What’s in a word? Common, commonality, communion, communal, communist... Common Purpose. Outwardly CP looks a little like a secular version of the church’s Alpha Course which seeks to softly indoctrinate those vulnerable to Christianity into a deeper belief. Take a bunch of people predisposed to believe and feed that predisposition. Good for the church, I guess, which needs all the faith it can marshal. But at least the Alphas don’t – as far as we know – seek to control society. Common Purpose very much does.

‘Leading Across Boundaries’ sounds an all very laudable and suitably harmless, new-age, happy-clappy evangelical mission. They say they seek to banish prejudice, break down barriers and allow people with shared values to work together. What’s not to like? After all isn’t this just the same as a commercial company’s ethos of branding and identification? But who has never found the gurning, excitable, badge bedecked indoctrinees waiting at table at TGI Fridays more than a little unnerving?

CP aims to create ‘Future Leaders of Society’ and those it calls its graduates are instructed on how to pull the levers of power in order to ‘lead outside authority’. Leading outside authority effectively means circumventing the obstacles which prevent we mere mortals from having our concerns heard. Of course, if you have a secret-handshake direct line to those who handle those levers, yours are the only voices heard. This is exactly what they are after.

The burglar and serial swindler of pensioners, Henry Vincent, was a low-life from the ironically named ‘traveller' community. His death is not something those he sought to defraud would wish to mourn, so the shrine erected in his memory in the area he tried to rob is an affront to common decency. Not so, say the police – widely reputed to be ‘riddled’ with Common Purpose graduates – it is a dignified remembrance of a loved one deceased. Once again the authorities, it seems, are taking sides.

Whether Common Purpose is as effective as it has been billed is open to debate but it is undeniable that the levers of power rarely seem to work the machinery to the benefit of the wider public, rather concentrating on the rights of those whose purpose is decidedly uncommon, at variance to the purpose of a harmonious world. How often are complainants warned that their objections are mere bigotry, injurious to the common good?
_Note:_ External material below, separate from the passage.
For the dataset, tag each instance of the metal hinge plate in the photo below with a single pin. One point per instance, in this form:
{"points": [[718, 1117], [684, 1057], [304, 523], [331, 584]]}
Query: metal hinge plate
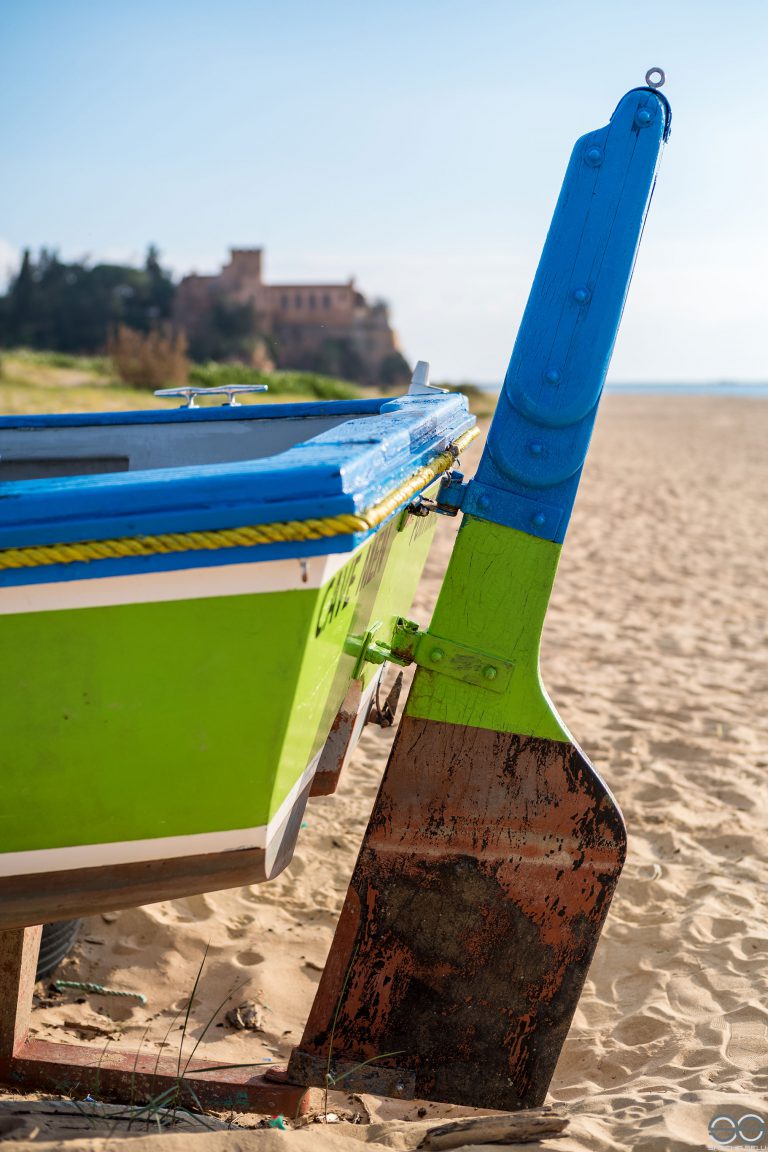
{"points": [[438, 653]]}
Hardly the Illuminati, Common Purpose does not seek to hide; it operates in plain sight, safe in the knowledge that until people are directly affected they will do little to oppose them. But the sense of being ruled by a shadowy elite persists and this, of course, is one of their bushiest beards. They are a registered charity. Yes, they do select and train future leaders, but for the good of us all; what could be sinister about that, they will say? Of course they are everywhere, they seek to reach out across divides; what could be less sinister?


As a serial eschewer of conspiracy theories, Common Purpose is a good one. They are the good guys, surely? If you imagine they are otherwise maybe that’s just your fevered mind working overtime. Take a chill pill, calm down; nobody wants to hurt you. But is this bluff, double-bluff, or what? What is plain, however, is that there is a new orthodoxy abroad and those who act counter to the politically correct doctrine are readily pilloried and marginalised by authority. How much easier is that for them to do, if they do, indeed, have something in common?

1 comment:

  1. There is a genuine common purpose in ForBritain and Anne Marie Waters. Already under the cosh of the CP Establishment.